Thursday, June 3, 2010

To give offense - or not?

While Westerners are falling all over themselves to censor cartoons and anything else that any Muslim anywhere on the globe might deem offensive, two TV broadcasts to the Muslim world are fearlessly exposing controversial Islamic texts.

Raymond Ibrahim explains that Life TV, an evangelical Arabic satellite station, has two weekly programs, one hosted by Coptic priest Fr. Zakaria Botros, the other by ex-Muslim Rashid. Both programs ask uncomfortable questions about Islam and Mohammed; a number of Muslim countries, including Saudi Arabia, ban the station and it is frequently condemned on al Jazeera.

The broadcasts, which are viewed by millions of Arabic-speaking Muslims, caused an uproar at the start; Al Qaeda put a $60 million bounty on Zarakia's head. Life TV responded by providing even more anecdotes discrediting Mohammed. So how is all this being received? "Needless to say, Life TV's hosts ... are hated by Muslims around the world. But to the careful observer, the outrage appears to be subsiding, ostensibly replaced by apathy - that is, the default strategy when threats and displays of indignation fail."

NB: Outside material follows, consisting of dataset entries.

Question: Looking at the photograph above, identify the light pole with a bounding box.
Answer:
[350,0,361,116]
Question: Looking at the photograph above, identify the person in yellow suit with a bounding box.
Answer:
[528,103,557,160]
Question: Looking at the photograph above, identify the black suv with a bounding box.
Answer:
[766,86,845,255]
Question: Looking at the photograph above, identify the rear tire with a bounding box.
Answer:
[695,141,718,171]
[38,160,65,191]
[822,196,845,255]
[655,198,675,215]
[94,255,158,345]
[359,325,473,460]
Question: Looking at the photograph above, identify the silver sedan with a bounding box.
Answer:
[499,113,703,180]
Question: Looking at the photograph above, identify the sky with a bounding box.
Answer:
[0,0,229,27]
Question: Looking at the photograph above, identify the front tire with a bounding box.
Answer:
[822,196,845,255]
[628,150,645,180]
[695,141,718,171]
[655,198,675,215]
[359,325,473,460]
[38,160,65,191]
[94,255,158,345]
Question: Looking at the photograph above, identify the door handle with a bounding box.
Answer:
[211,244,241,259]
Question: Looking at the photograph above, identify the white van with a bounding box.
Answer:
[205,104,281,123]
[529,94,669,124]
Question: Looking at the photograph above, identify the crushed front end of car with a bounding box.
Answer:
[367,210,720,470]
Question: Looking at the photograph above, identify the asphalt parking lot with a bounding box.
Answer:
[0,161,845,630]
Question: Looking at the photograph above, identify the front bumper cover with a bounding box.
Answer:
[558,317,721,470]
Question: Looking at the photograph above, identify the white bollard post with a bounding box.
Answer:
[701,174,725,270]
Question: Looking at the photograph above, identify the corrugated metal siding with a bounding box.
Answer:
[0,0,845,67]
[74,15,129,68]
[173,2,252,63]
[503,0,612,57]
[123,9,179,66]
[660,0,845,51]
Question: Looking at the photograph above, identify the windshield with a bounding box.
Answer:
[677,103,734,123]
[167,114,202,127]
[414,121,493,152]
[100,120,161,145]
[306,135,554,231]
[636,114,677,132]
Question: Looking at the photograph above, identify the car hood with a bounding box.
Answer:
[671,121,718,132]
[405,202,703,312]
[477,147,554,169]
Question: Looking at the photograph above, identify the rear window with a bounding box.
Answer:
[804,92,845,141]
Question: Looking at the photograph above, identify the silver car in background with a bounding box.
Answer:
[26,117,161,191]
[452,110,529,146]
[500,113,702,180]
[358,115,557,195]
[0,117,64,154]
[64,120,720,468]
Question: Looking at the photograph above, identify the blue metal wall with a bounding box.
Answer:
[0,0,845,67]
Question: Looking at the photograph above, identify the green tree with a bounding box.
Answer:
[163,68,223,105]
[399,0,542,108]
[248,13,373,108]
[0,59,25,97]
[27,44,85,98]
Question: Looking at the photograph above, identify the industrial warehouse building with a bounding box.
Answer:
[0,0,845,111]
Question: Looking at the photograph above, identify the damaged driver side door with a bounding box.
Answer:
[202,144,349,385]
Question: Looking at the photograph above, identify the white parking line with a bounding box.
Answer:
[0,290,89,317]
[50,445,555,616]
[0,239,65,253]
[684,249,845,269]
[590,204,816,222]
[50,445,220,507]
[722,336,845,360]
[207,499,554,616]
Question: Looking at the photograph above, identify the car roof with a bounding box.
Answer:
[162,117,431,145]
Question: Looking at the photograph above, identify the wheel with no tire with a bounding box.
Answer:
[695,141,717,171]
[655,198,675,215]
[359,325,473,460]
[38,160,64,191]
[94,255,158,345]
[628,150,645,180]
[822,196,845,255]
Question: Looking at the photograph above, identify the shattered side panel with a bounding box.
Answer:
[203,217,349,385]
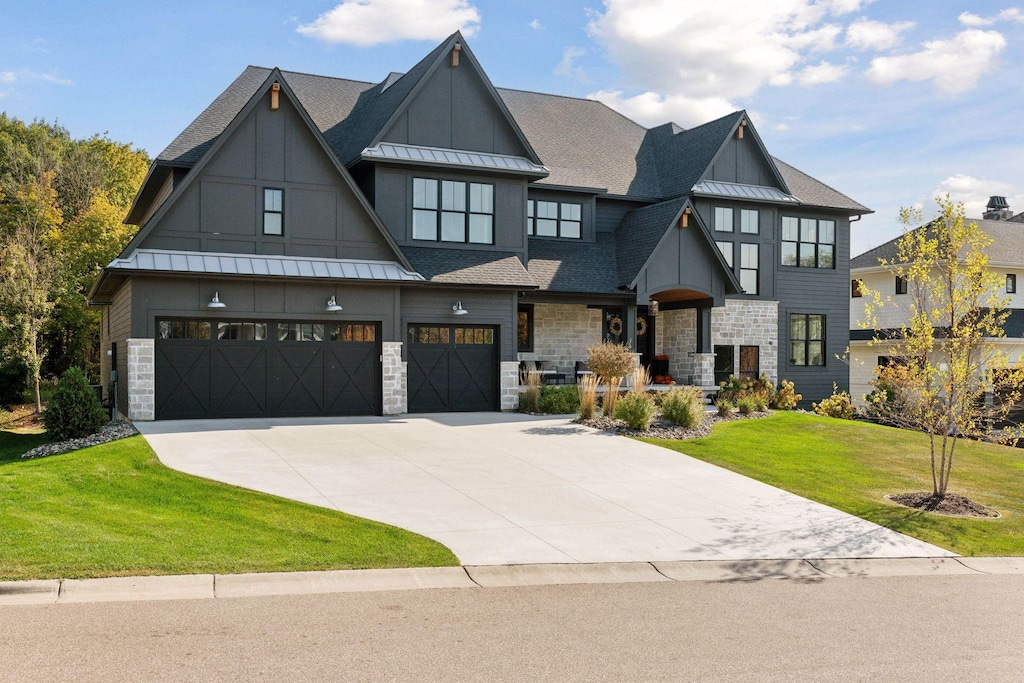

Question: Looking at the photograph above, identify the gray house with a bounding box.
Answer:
[90,33,868,420]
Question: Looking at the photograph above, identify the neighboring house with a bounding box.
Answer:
[850,197,1024,405]
[90,33,868,420]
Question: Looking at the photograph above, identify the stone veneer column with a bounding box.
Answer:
[381,342,409,415]
[125,339,157,421]
[693,353,715,387]
[499,360,519,411]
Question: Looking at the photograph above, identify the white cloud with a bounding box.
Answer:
[926,173,1024,218]
[999,7,1024,24]
[956,12,995,27]
[553,46,587,81]
[587,90,736,127]
[588,0,867,125]
[846,18,914,51]
[866,29,1007,94]
[797,61,850,85]
[296,0,480,47]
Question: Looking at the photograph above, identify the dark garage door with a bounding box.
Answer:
[156,321,381,420]
[409,325,499,413]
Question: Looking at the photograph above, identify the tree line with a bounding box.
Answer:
[0,113,150,411]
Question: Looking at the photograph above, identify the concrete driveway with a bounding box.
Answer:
[136,413,952,564]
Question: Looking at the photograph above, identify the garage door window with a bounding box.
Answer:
[409,325,449,344]
[278,323,324,341]
[217,323,266,341]
[159,321,210,339]
[328,325,377,342]
[455,328,495,345]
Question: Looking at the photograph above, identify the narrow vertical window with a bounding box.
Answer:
[715,242,732,268]
[739,209,760,234]
[715,206,732,232]
[263,187,285,234]
[739,245,760,294]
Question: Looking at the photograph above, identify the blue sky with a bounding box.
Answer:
[0,0,1024,254]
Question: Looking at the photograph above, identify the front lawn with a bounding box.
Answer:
[643,413,1024,555]
[0,431,459,581]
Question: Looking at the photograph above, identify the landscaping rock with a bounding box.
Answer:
[572,411,772,439]
[22,420,138,460]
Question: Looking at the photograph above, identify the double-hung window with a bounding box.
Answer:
[526,200,583,240]
[782,216,836,268]
[263,187,285,236]
[715,206,732,232]
[413,178,495,245]
[739,245,760,294]
[715,242,733,269]
[790,313,825,366]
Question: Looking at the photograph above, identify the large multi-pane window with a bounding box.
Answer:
[263,187,285,234]
[790,313,825,366]
[739,209,761,234]
[526,200,583,240]
[782,216,836,268]
[715,206,732,232]
[715,242,733,268]
[739,245,760,294]
[413,178,495,245]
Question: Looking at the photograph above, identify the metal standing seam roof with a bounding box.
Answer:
[360,142,548,175]
[106,249,424,282]
[691,180,800,204]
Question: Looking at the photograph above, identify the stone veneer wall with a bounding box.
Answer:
[519,303,601,371]
[127,339,157,420]
[381,342,409,415]
[499,360,519,411]
[711,299,778,382]
[654,308,697,384]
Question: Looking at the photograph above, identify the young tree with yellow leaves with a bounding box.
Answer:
[861,195,1024,507]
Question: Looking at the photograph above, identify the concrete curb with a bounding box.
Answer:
[0,557,1024,606]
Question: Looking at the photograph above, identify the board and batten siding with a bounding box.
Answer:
[140,87,395,260]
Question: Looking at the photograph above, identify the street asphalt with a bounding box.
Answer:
[0,573,1024,683]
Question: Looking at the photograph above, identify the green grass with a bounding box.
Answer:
[0,432,459,581]
[643,413,1024,555]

Ibrahim concludes that "one need not agree with Life TV's tactics or evangelical mission to appreciate the lesson it imparts: Muslim outrage - as with all human outrage - is predicated on how well it is tolerated. Continuously appeased, it becomes engorged and insistent on more concessions; ignored, it deflates and, ashamed of itself, withers away."

Too bad no one pays any attention to these guys.